Chinese doctors provide free services in South Sudan

A team of Chinese doctors working in South Sudan on Thursday offered free medical services for students and staff members at the University of Juba.

The team of specialist doctors provided specialized medical services focusing on diabetes, hypertension and cardiovascular diseases to more than 100 students and staff members at the University of Juba Health Center.

The 15-member Chinese medical team from China’s Anhui Province came to South Sudan in February, and they have been providing free medical services in the country’s main referral hospital, Juba Teaching Hospital and other health centers across South Sudan.

For the past six years running, China has dispatched five medical teams with a total of 66 members who offered specialized medical care and surgeries for more than 50,000 patients across South Sudan.

Andy Yan, a translator for the Chinese medical team, said they intend to expand their operations across South Sudan in a bid to access more people, adding that the team would be conducting more outreach services.

“We want to show our responsibility and play our part to distribute the medical service to the local people and also help more people get access to services provided by the China medical team,” Andy said.

Carlo Obir, Head Medical Officer at University of Juba Health Center, said the Chinese doctors are doing excellent work in South Sudan.

“The work the Chinese doctors are doing is very excellent. We are happy for them because they are doing good job in South Sudan. If I have some cases, will invite them (Chinese doctors) to come back,” Obir said.

“I came here to check for diabetes, heart and lungs function. The Chinese doctors told me that I’m fine. So I thank them for the services offered free of charge and I urge them to expand their work,” 55-year old Yunis Gire told Xinhua after being attended to by the Chinese doctors.

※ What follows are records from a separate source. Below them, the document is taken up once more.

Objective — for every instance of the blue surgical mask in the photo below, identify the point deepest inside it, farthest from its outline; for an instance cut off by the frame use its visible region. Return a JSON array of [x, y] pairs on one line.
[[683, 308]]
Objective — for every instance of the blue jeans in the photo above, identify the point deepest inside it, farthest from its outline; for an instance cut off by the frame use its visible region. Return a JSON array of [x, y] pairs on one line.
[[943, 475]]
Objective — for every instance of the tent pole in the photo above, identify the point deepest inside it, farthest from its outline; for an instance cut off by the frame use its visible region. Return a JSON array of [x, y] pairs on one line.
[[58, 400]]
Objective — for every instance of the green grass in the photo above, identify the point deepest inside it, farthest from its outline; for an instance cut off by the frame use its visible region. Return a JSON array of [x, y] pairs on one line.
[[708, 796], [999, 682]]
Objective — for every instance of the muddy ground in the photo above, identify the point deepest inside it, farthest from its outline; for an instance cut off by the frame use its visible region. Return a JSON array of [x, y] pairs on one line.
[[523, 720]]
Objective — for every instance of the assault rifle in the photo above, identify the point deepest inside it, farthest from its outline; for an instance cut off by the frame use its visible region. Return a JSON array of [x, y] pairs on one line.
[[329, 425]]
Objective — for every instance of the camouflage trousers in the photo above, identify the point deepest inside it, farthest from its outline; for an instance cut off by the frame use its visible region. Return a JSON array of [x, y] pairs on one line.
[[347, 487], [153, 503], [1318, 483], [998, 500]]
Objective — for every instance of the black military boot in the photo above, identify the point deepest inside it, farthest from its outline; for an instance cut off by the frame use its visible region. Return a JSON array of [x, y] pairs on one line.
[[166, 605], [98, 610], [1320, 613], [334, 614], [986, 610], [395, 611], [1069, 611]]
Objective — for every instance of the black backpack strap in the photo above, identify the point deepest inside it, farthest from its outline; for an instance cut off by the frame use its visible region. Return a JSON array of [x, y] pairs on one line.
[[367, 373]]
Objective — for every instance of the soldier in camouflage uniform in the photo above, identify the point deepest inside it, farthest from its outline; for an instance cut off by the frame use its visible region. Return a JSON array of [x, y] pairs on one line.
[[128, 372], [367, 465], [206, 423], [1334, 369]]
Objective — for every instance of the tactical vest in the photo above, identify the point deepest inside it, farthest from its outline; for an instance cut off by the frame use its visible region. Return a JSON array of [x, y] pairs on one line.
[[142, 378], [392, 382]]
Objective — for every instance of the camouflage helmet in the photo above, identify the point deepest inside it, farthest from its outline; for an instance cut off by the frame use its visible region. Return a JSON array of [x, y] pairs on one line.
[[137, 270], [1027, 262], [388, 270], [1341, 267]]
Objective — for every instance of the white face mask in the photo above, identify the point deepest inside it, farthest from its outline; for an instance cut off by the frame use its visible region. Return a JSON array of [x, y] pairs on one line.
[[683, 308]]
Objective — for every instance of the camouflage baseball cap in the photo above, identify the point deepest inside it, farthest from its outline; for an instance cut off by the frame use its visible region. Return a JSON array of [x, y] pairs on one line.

Another patient Lusia Musa said the free medical services provided by the Chinese doctors spared her from spending money to visit private clinics which are costly.

“I thank the Chinese for helping us with the free medical services otherwise I would spend a lot of money if I were to go to a clinic. If they are coming back next time, they should also include testing of Malaria and cancer in their program,” Musa said.

Since gaining independence in 2011, China has contributed diplomatic and material support to South Sudan.

In February, the two countries agreed to boost cooperation in the health sector by enhancing knowledge sharing, capacity building, and hospital to hospital collaboration.

South Sudan and China have also started implementing a project for the modernization of two health facilities in the war-torn country as part of 33 million U.S. dollar medical assistance pledged by Beijing in 2013.